En forêt domaniale de Crécy, la récolte des semences de hêtre, les faînes, remonte aux années 1950. Les peuplements dits "classés" sont un peu plus tardifs. Depuis 1965, l'administration impose aux pépiniéristes forestiers d'utiliser des semences issus de peuplements sélectionnés pour leurs qualités technologiques (fût droit et élancé, élagage naturel, qualité du bois), ou physiologiques (croissance rapide, abondance de la fructification, débourrement tardif), regroupés par régions de provenance.

Mais la production de faînes est irrégulière. Les gelées tardives comme les pluies excessives de printemps peuvent réduire à néant toute fructification. Le hêtre ne fournit une bonne faînée qu'une année sur quatre ou cinq, l'année 1995 restant particulièrement exceptionnelle.

A l'automne, les semences sont récoltées sur bâches, triées pour éliminer les feuilles et les brindilles, stockées dans des sacs de jute puis étiquetées. Une partie des stocks est expédiée dans le Jura, à la sécherie de La Joux. Cette sécherie a été établie par l'administration des Eaux et Forêts en 1950, pour traiter et conserver les semences de grandes essences de résineux et de feuillus, destinées en priorité à l'approvisionnement des forêts publiques. Une nouvelle sécherie a été construite entre 1980 et 1982 pour les graines d'arbres feuillus. Cette sécherie dépendant du Service Graines et Plants de l'Office national des Forêts assure la commercialisation d'une partie de sa production auprès des pépiniéristes privés.

(1) Les accroissements annuels moyens varient selon les parcelles entre 3 et 9 m3 à l'hectare, et non 3 et 9 m² comme il est indiqué par erreur dans le documentaire.

(2) Jacques Lengagne, La forêt de Crécy-en-Ponthieu, 1400 ans d'histoire, Inval-Boiron : La vague verte, 2005.

Jérôme Buridant

Transcription

Patrice-Thedy Colleuille
La gestion des espaces et des espèces passe en forêt de Crécy par une production de bois de qualité. Un bois de qualité sélectionné dès la graine.
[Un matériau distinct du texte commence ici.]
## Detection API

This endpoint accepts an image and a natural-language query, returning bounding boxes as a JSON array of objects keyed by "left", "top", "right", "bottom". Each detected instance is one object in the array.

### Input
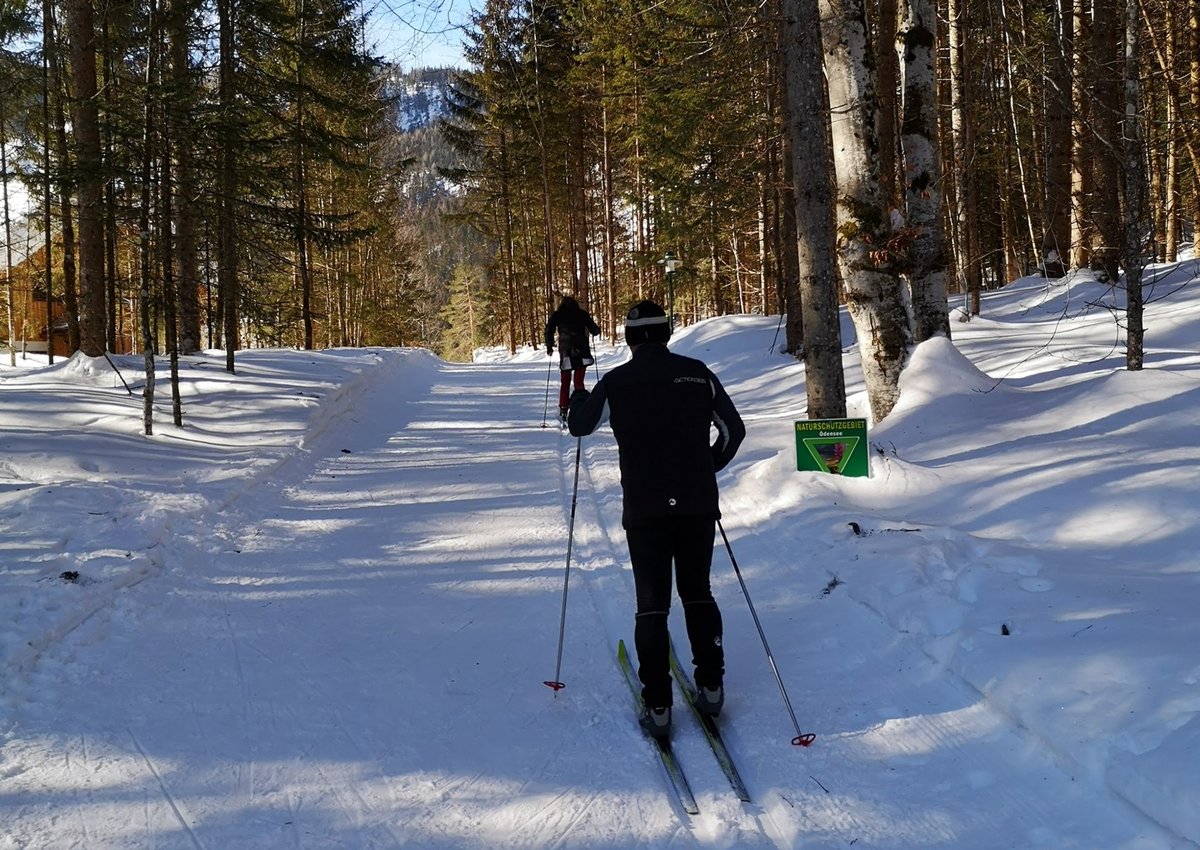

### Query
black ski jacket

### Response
[
  {"left": 546, "top": 298, "right": 600, "bottom": 372},
  {"left": 568, "top": 342, "right": 746, "bottom": 528}
]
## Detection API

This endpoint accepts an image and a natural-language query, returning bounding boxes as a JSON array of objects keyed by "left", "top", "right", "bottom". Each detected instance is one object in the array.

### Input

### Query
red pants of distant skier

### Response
[
  {"left": 558, "top": 366, "right": 588, "bottom": 411},
  {"left": 625, "top": 517, "right": 725, "bottom": 708}
]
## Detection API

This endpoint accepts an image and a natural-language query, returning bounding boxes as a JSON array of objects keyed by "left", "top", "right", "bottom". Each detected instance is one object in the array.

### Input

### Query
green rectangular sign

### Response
[{"left": 796, "top": 419, "right": 870, "bottom": 478}]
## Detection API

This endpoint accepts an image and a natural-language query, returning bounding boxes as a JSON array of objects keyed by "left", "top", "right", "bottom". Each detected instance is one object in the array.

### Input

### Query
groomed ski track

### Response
[{"left": 4, "top": 353, "right": 1180, "bottom": 850}]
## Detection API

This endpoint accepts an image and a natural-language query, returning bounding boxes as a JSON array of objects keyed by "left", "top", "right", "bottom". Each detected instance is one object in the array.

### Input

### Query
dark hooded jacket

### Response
[
  {"left": 546, "top": 295, "right": 600, "bottom": 372},
  {"left": 568, "top": 342, "right": 746, "bottom": 528}
]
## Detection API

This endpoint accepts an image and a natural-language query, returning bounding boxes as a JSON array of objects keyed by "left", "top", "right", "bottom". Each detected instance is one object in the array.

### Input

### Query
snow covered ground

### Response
[{"left": 0, "top": 262, "right": 1200, "bottom": 850}]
D’où l’importance de la récolte à cette époque dans les hêtraies, des faines issus des meilleurs arbres classés porte-graines par le ministère de l’agriculture.
Jacques Cailleux
On a, dans ce peuplement, des arbres, des hêtres qui sont cylindriques, de gros diamètre, dont le bois est blanc, et qui sont parfaitement bien élagués jusqu'à une hauteur d’à peu près 10 mètres. Alors c’est pourquoi on a jugé que ces arbres-là pouvaient se reproduire. Et donc on ne récolte de graines forestières que dans ces peuplements-là.
Patrice-Thedy Colleuille
En sylviculture, la production d’une hêtraie varie entre 3 et 9 m² par an à l’hectare. D’où l’importance de la sélection et celle de la graine.
Jacques Cailleux
La forêt, c'est certainement un espace dans lequel on peut se promener mais c’est aussi un espace dans lequel on doit produire. Il se fait qu’on peut avoir les deux activités en même temps. Donc il faut en profiter. Et doit produire pour l’économie nationale, pour notre bien propre, pour le bien propre au rétablissement de nos forêts, des bois qui soient intéressants d’un point de vue technologique. Et si on récolte des faines dans des peuplements classés qui sont, comme j’ai dit tout à l’heure, des arbres qui ont une belle forme, c’est de façon à pouvoir obtenir du bois d’oeuvre de qualité apte au tranchage ou au déroulage, ce qui est la matière première qui paie le plus.
Patrice-Thedy Colleuille
La récolte des faines en forêt de Crécy produit les bonnes années 2 à 3 tonnes de ces mêmes faines. A la base, des 5 à 600 000 nouveaux plants, soit 1/10ème des besoins propres de cette forêt. L’excédent de faine étant séché puis stocké en chambre froide et ce dans le Jura.